Bloqueio financeiro busca interromper estrutura que teria ocultado recursos do tráfico em quatro estados
Uma operação conjunta da Polícia Civil e do Ministério Público do Rio de Janeiro prendeu dez pessoas e cumpriu mandados de busca nesta quarta-feira (15) contra um grupo acusado de movimentar mais de R$ 100 milhões para facções criminosas entre 2021 e 2024.
A Operação Hawala investiga uma estrutura financeira que teria atendido o Terceiro Comando Puro, o Comando Vermelho e o Primeiro Comando da Capital. O dinheiro seria proveniente principalmente do tráfico de drogas, além de receptação qualificada e comércio de produtos falsificados.

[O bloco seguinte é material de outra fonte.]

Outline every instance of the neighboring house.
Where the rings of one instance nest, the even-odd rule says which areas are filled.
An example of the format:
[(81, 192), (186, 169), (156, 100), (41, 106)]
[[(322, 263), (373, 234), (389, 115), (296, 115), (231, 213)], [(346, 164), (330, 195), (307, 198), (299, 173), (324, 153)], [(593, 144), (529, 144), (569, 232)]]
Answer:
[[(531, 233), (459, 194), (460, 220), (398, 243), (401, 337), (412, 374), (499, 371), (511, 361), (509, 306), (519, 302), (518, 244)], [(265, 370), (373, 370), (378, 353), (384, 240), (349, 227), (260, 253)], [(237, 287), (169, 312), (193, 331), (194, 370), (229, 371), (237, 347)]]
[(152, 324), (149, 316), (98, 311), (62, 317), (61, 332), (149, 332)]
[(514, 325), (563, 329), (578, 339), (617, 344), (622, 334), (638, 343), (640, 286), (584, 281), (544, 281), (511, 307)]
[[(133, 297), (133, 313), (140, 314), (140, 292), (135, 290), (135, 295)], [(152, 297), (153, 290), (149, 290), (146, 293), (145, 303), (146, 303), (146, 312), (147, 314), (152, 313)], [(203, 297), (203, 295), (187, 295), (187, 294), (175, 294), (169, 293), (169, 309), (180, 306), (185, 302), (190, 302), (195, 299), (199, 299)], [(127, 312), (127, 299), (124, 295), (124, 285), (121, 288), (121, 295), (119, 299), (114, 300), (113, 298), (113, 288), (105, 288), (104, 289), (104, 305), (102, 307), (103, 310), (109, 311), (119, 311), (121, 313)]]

As ordens judiciais foram cumpridas no Rio de Janeiro, em São Paulo, Minas Gerais e Foz do Iguaçu, no Paraná. A Justiça também autorizou buscas, bloqueio de ativos, indisponibilidade de bens e restrições sobre participações societárias ligadas aos investigados.
Operação Hawala alcança empresas e operadores financeiros
O Ministério Público denunciou 22 pessoas por envolvimento no suposto esquema. Dez delas foram alvo de mandados de prisão, todos cumpridos até a atualização divulgada durante a manhã.
Também foram expedidos 37 mandados de busca e apreensão. O objetivo é localizar documentos, dispositivos eletrônicos, registros contábeis e outras provas capazes de esclarecer a origem, a circulação e o destino dos recursos.
As prisões e medidas patrimoniais têm caráter cautelar. Os denunciados ainda serão submetidos ao processo judicial, com direito ao contraditório e à ampla defesa.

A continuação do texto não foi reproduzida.